Municípios do Pará e área indígena registram ocorrência de praga no cultivo de mandioca

O Ministério da Agricultura incluiu os municípios de Óbidos e Oriximiná, no Pará, na área da Terra Indígena do Parque do Tumucumaque, como zona com ocorrência da praga quarentenária presente Rhizoctonia theobromae Ceratobasidium theobromae), conhecida como vassoura de bruxa da mandioca. Em novembro de 2025, o município de Almeirim já havia sido declarado como área de ocorrência da praga. Os novos municípios foram incluídos em portaria publicada pela Secretaria de Defesa Agropecuária da Pasta nesta quinta-feira (8/1). As áreas de ocorrência devem seguir regras de trânsito para vegetais hospedeiros dessas pragas, conforme as normas específicas do programa de controle. Fica proibida, por exemplo, a saída de material de propagação dessas áreas para regiões não afetadas, a fim de evitar a disseminação da praga. Nesta quinta-feira, o ministério também revalidou o status de área livre de ocorrência da praga Anastrepha grandis, a mosca das frutas, a diversos municípios do Ceará e do Rio Grande do Norte. No Ceará, a área livre da mosca compreende os municípios de Aracati, Fortim, Jaguaruana, Icapuí, Itaiçaba, Limoeiro do Norte, Palhano, Quixeré, Russas e Tabuleiro do Norte, além dos distritos de Aruaru, do município de Morada Nova, e de Curupira, do município de Ocara.
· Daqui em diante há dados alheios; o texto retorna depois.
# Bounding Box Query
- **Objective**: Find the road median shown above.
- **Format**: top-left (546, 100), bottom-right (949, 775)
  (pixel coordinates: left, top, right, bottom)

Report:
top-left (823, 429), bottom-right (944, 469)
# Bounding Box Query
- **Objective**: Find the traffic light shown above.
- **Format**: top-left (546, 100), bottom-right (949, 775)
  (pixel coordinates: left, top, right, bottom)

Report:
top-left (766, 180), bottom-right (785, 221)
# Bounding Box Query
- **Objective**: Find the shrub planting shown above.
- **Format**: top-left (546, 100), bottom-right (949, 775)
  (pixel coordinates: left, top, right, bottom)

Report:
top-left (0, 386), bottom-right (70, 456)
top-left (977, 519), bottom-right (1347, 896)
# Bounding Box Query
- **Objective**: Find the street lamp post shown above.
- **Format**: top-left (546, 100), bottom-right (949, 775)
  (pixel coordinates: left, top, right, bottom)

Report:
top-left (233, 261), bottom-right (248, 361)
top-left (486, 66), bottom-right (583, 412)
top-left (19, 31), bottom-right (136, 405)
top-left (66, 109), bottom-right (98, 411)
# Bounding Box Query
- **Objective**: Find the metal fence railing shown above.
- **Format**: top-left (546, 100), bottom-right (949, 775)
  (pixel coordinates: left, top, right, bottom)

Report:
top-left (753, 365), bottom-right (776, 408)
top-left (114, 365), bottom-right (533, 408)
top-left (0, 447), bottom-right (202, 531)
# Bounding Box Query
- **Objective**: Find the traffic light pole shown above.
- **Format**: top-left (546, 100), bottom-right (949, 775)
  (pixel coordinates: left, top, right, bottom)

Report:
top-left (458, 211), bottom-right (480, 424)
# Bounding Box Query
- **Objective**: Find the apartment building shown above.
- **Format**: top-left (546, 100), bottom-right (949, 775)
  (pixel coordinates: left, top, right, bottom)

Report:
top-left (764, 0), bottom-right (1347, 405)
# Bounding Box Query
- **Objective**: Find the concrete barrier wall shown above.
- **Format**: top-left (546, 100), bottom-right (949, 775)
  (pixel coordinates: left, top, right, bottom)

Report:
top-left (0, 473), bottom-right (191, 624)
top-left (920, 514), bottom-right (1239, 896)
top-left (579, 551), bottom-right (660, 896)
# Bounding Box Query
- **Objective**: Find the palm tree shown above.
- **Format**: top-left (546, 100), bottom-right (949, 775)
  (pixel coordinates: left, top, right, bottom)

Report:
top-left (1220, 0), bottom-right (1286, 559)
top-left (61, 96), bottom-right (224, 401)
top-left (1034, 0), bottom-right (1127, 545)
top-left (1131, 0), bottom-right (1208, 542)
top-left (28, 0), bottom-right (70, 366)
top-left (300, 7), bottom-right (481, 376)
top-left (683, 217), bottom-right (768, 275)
No Rio Grande do Norte, a área livre da praga inclui os municípios de Afonso Bezerra, Alto do Rodrigues, Apodi, Areia Branca, Açu, Baraúna, Caraúbas, Carnaubais, Felipe Guerra, Grossos, Governador Dix-Sept Rosado, Ipanguaçu, Jandaíra, Macau, Mossoró, Pedro Avelino, Pendências, Porto do Mangue, Serra do Mel, Tibau e Upanema.